The light-to-heat energy conversion film 54 introduced to cure the thermosetting red light-emitting material 53R includes an active material that absorbs laser light, etc. in the layer, thereby converting the light energy of the laser to be converted into thermal energy. It serves to transfer to the light emitting material layers 53R, 53G, 53B. The light-to-heat energy conversion film 54 includes an active material for absorbing radiation and is introduced in a thin film on top of the light emitting material layer.

In this case, the active material may be a material capable of absorbing the radiation of the laser, and preferably has an optical density of about 0.2 to 3 or more at the radiation wavelength. For example, black azo pigments based on copper or chromium complexes of nickel dithiolene, pyrazolone yellow, dianisidine red and nickel azo yellow; Inorganic pigments, such as metal oxides, such as carbon black, Cr / CrOx, black aluminum, and graphite, can be selected from the group consisting of.

The binder may be a film forming polymer, such as a phenolic resin (eg, novolac and resole resins), polyvinylbuthylal resin, polyvinylacetate resin ( polyvinylacetate resin, polyvinylacetal resin, polyvinylidene chloride resin, polyacrylates resin, polycarbonate resin, cellulose ethers and esters ether and ester resin based on cellulose) and nitrocellulose. Suitable binders can include monomers, oligomers, or polymers that are polymerized or crosslinked, or that can be polymerized or crosslinked.

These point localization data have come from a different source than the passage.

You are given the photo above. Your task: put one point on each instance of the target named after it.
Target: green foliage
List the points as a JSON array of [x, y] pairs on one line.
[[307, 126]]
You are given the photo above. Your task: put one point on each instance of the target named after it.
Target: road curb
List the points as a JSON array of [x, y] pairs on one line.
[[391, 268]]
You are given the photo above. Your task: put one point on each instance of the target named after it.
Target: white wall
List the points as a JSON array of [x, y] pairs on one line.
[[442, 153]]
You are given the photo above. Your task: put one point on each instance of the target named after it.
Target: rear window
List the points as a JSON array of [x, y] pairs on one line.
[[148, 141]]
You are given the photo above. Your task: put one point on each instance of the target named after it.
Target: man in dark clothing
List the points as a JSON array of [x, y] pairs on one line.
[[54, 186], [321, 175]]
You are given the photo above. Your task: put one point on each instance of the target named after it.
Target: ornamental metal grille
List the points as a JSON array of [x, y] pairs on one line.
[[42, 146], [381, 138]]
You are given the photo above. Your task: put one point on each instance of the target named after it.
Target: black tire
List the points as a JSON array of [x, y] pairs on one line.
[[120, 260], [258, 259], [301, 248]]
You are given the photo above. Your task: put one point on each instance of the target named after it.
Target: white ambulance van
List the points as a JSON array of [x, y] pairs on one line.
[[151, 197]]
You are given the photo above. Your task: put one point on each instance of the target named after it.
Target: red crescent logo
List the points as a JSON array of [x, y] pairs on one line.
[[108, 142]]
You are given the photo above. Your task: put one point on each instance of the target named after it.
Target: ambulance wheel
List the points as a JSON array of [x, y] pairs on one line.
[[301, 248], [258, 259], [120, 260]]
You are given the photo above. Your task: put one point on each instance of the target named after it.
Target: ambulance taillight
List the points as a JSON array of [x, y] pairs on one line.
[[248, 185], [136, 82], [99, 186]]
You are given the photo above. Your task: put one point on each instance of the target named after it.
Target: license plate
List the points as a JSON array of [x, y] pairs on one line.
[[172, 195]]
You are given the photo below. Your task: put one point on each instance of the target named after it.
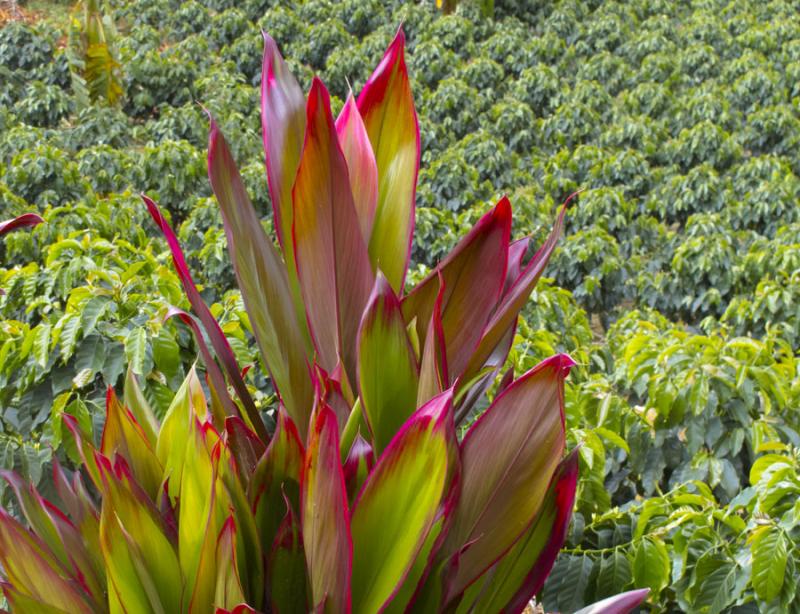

The light-to-heat energy conversion film 54 may include a plastic layer such as PET, PEN, acrylic, etc. for the purpose of supporting or protecting the active material; Metal layers such as SUS and Al foil; And inorganic layers such as SiO ₂ and SiNx; It further includes a protective layer.

The light-to-heat energy conversion film 54 formed at this time is manufactured in the form of a thin film to be placed on the applied light emitting material, and the metallic and metal compound films may be formed by dry methods such as, for example, sputtering and evaporative deposition. The granular coating can be formed and introduced using a binder and any suitable dry or wet coating method.

The light-to-heat energy conversion film 54 may also be formed by integrating two or more light-to-heat energy conversion films 54 containing similar or different materials, for example containing carbon black disposed in a binder. It can be formed by depositing a thin layer of black aluminum on the coating.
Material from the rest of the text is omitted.